Onanuga’s public intervention was a direct response to an alternative analysis posted by a social media user named Akinwumi, who had drawn stark comparisons between Nigeria’s debt dynamics and those of other major emerging markets on the continent. According to the data highlighted in the online exchange, North African economic giant Egypt carries a total national debt estimated at over $400 billion against a gross domestic product (GDP) of around $390 billion, pushing its debt-to-GDP ratio past the 100 percent mark. Similarly, the data indicated that South Africa’s total debt burden hovers around $580 billion against an estimated GDP of roughly $420 billion, translating to an even higher debt-to-GDP ratio of approximately 135 percent.
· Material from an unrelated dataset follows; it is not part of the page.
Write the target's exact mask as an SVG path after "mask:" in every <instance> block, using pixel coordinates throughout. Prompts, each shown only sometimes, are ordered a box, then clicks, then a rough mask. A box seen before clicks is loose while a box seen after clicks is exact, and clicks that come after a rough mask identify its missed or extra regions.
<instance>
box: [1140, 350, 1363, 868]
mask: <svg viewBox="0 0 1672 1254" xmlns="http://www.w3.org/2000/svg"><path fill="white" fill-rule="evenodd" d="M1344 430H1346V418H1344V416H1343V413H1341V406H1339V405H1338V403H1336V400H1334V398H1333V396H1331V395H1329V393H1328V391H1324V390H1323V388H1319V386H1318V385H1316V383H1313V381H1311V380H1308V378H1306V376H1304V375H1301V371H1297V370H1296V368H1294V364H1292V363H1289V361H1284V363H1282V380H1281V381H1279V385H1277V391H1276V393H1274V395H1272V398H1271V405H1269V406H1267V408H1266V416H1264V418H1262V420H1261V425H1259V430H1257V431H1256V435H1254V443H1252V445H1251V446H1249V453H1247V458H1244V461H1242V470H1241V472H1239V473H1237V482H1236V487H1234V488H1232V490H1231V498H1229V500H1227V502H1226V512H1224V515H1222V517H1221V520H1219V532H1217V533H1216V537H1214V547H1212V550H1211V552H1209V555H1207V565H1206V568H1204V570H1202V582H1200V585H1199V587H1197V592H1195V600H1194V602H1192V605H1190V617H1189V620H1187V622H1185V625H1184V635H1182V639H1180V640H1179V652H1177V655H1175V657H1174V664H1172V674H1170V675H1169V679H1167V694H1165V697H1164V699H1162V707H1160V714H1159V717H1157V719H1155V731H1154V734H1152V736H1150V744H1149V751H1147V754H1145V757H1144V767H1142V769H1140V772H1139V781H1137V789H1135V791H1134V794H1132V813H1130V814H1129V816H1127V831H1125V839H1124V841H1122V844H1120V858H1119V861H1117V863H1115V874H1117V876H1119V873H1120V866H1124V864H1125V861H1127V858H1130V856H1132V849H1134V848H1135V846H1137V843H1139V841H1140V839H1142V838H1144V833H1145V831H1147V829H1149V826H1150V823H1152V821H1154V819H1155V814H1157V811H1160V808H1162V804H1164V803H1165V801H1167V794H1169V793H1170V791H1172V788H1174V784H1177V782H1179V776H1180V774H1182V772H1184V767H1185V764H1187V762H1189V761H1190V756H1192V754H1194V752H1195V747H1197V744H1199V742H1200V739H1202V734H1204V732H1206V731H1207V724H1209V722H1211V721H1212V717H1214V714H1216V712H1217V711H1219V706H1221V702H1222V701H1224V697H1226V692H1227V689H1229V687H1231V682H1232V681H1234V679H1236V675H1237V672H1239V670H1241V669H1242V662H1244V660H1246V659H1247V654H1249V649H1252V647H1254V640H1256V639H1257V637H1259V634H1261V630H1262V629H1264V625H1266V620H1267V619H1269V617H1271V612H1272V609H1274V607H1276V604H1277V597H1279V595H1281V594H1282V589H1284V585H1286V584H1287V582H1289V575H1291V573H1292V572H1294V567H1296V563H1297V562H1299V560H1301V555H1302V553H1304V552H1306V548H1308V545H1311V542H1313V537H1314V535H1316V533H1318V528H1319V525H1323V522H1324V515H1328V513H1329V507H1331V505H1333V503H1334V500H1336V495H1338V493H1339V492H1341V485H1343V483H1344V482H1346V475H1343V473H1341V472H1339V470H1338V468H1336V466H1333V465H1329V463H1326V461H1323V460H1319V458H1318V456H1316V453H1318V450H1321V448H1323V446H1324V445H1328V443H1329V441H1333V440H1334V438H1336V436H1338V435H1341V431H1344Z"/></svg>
In sharp contrast to these heavily leveraged continental peers, Onanuga emphasized that Nigeria’s overall public debt profile remains highly conservative and fiscally sustainable. He noted that the federation’s total public debt is estimated at about $110 billion framed against a national GDP of around $340 billion, which translates to a manageable debt-to-GDP ratio of roughly 35 percent. By drawing further parallels with the West African nation of Senegal, the presidential aide maintained that the administration’s strategic loan acquisitions are well within safe macroeconomic margins, arguing that debt sustainability should be measured by production output rather than the nominal size of the obligations.